Iya, tentu saja saya akan segera kesana. Gamsahamnida.” Ucap Hye Jin sembari menutup teleponnya. Hye Jin menghembuskan napas lega sekaligus tersenyum senang. Setelah ditolak hampir 10 kali, akhirnya naskah novel yang ia tulis selama ini bisa diterima juga oleh penerbit.
“Eonni, sebentar lagi impianku akan tercapai. Sekali lagi mian, karena kali ini aku tidak bisa melanjutkan ceritaku. Aku janji secepatnya akan kembali lagi.


*****

            Seorang pria dengan gagahnya berjalan diantara banyaknya karyawan yang berlalu-lalang. Namun, tidak sedikit karyawan perempuan yang terpana akan ketampanan pria tersebut. Bahkan karyawan perempuan itu juga berharap suatu saat bisa berjalan berdampingan dengan pria itu. Atau bahkan bisa menggantikan posisi sekretaris pria itu saat ini.
            “Sekretaris Lee apa jadwalku untuk hari ini?” Tanya nya dengan nada datar.
         “anda memiliki jadwal makan siang dengan Direktur Kim dari perusahaan medical Center. Sorenya anda memiliki meeting dengan Direktur Choi dari perusahaan Choi’s Grup. Dan malamnya…” sejenak sekretaris Lee menjeda ucapannya.
             “Malamnya?” Tanya pria itu kembali.
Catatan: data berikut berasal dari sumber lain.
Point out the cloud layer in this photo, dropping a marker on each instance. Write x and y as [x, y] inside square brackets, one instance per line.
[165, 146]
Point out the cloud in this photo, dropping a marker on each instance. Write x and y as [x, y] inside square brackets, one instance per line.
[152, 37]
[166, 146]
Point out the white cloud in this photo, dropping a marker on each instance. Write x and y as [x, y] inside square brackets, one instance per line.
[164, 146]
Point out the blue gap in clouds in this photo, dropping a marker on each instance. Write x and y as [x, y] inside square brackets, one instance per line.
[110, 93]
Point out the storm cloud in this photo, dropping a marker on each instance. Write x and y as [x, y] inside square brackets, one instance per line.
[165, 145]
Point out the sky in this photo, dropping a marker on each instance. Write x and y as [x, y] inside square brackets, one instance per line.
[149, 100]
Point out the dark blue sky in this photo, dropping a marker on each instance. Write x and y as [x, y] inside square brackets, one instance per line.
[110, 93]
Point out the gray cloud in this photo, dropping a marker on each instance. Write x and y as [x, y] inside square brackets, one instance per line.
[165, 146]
            “Malamnya, Ketua meminta anda untuk makan malam bersama.” lanjut sekretaris Lee.
            Pria itu langsung menghentikan langkahnya dan menatap sekertaris Lee dengan kaget. “Mwo? Ketua? Ayahku?Waeyo?” pria itu bertanya dengan beruntun.
            “Ah…kalau soal itu saya tidak tahu Direktur Park” balas sekertaris Lee.
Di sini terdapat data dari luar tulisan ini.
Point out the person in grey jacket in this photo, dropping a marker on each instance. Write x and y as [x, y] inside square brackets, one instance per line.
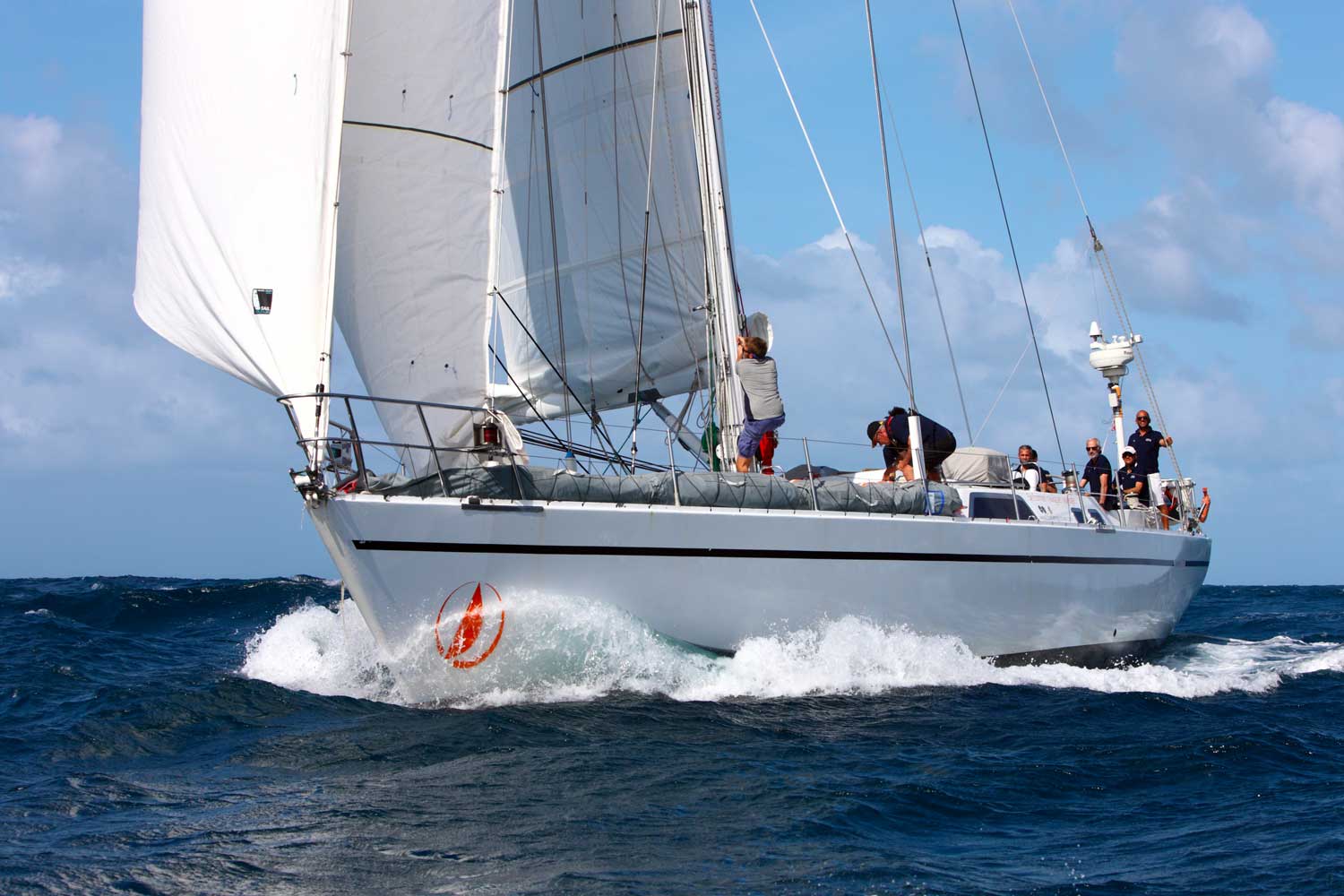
[765, 408]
            “Aisshh, pak tua itu benar-benar” Chanyeol bergumam dengan kesal, lalu melanjutkan langkah menuju ruangannya.
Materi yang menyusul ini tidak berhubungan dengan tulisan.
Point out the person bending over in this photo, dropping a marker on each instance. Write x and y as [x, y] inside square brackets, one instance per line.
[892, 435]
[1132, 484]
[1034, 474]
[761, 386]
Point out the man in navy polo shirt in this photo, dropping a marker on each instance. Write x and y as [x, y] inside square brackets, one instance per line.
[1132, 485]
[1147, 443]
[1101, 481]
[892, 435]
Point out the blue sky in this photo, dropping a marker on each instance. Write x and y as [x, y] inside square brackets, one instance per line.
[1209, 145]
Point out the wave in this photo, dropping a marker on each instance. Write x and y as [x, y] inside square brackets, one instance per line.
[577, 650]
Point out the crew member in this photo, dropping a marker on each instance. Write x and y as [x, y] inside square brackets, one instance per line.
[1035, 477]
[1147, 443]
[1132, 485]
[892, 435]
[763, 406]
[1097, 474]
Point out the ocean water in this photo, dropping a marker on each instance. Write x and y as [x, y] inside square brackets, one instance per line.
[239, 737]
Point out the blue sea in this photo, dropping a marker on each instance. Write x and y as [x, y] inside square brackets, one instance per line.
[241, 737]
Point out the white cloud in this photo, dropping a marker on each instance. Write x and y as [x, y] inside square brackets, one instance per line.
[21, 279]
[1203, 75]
            Saat orang tua kalian sedang sibuk dengan pekerjaan nya. Lalu tiba-tiba mengajak makan malam bersama, pasti kalian akan sangat senang karena dengan begitu kalian merasa diperhatikan bukan? Namun lain hal nya dengan Park Chanyeol. Ia justru akan sangat bahagia jika makan malam itu tidak dilakukan, karena jika ayahnya mengajak Chanyeol pasti akan ada sesuatu hal yang diinginkan ayahnya tersebut.
            Padahal ibu dan kakaknya tidak menuntut Chanyeol apapun, dan selalu mengerti akan hal apa saja yang ingin dilakukannya. Tetapi mengapa pak tua itu… aishhh Sehun benar-benar muak membicarakannya.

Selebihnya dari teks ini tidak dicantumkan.